Seon – drgnęła lekko i odwróciła się w moją stronę. Nie potrafiłem odgadnąć jej uczuć. Przez jej śliczną twarz przelała się mieszanka emocji, jednak zaraz powróciło opanowanie. Postanowiłem od razu przejść do sedna sprawy.
***
- Mamy za zadanie zdobyć tajny zwój przechowywany w najbardziej strzeżonym miejscu Konohy. Lider chce go otrzymać jak najszybciej, więc zbieraj się. Dziś zrobimy rekonesans, a jutro wieczorem go zabierzemy - po tych słowach Itachi odwrócił się i skierował się do drzwi. Poszłam za nim przeklinając w duchu Lidera, za to, że przerwał mi wakacje. I jeszcze idę z Itachim. Gorzej być nie mogło!
***
- Nie idź!- spity w cztery dupy Hidan tak zareagował na wiadomość o misji – Będę samotny!
- Zamknij się i nie marudź. Shin może mieszkać u mnie, nie wiem kiedy wrócę. Trzymaj się – pocałowałam go w policzek i wyszłam z apartamentu.
Gdy znalazłam się u siebie, moje spojrzenie mimowolnie skierowało się na sofę, na której siedział Itachi. Miał zamknięte oczy - chyba zapadł w drzemkę - więc mogłam bezczelnie przyglądać się jego przystojnej  twarzy. W końcu oderwałam od niego wzrok i podeszłam do szafy. Przebrałam bluzkę i ściągnęłam spódnicę zamieniając ją na dużo wygodniejsze spodnie. Przebrana i gotowa postanowiłam obudzić Itachiego. Podeszłam do sofy i lekko dotknęłam jego ramienia, ledwo moje palce musnęły materiał koszulki czarnowłosy drgnął i otworzył oczy.
- Usnąłem?
- Tak – uśmiechnęłam się lekko – idziemy?
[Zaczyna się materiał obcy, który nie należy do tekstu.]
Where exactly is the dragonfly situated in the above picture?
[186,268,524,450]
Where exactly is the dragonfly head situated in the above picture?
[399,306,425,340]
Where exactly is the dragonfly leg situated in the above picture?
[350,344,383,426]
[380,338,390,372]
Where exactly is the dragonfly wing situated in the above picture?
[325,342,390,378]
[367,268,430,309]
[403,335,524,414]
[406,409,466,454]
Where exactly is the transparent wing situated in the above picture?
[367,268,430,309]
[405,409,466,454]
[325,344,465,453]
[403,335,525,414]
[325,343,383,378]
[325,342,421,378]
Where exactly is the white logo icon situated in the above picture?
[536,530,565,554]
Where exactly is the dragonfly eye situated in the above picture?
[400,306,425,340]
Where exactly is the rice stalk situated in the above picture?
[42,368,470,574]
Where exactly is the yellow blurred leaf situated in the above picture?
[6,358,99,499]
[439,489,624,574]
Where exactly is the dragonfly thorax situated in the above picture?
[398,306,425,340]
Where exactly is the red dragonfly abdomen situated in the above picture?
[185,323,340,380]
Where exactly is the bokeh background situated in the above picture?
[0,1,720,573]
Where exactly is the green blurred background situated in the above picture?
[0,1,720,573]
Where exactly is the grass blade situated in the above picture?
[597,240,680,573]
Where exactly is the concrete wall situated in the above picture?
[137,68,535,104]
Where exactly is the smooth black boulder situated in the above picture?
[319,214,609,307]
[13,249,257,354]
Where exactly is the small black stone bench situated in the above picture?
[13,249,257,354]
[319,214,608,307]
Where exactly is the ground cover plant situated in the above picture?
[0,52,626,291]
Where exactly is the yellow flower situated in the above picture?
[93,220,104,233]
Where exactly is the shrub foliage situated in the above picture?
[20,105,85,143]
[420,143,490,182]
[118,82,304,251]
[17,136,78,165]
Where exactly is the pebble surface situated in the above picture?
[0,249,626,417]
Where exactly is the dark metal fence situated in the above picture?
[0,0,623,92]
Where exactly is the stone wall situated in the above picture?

- Taa – popatrzył na mnie w zamyśleniu, a później odwrócił wzrok – Chodźmy.
- Pięć minut później przechodziliśmy najciemniejszymi zaułkami Konohy. 
- Itachi skąd znasz drogę?
- Mieszkałem tu. Znam tą wioskę jak własną kieszeń. 
Nie odpowiedziałam, mogłam się tego domyślić. Po godzinie drogi zatrzymaliśmy się przed jakimś budynkiem. Wysoki na cztery piętra, szary i niedostępny. Nie wyglądał zbyt przyjaźnie, dwóch shinobi pilnowało wejścia, a na pewno w środku roiło się od innych ninja. Itachi delikatnie chwycił mnie za ramię i pociągnął w stronę najbliższego zaułka. Oparłam się o ścianę i popatrzyłam na czarnowłosego.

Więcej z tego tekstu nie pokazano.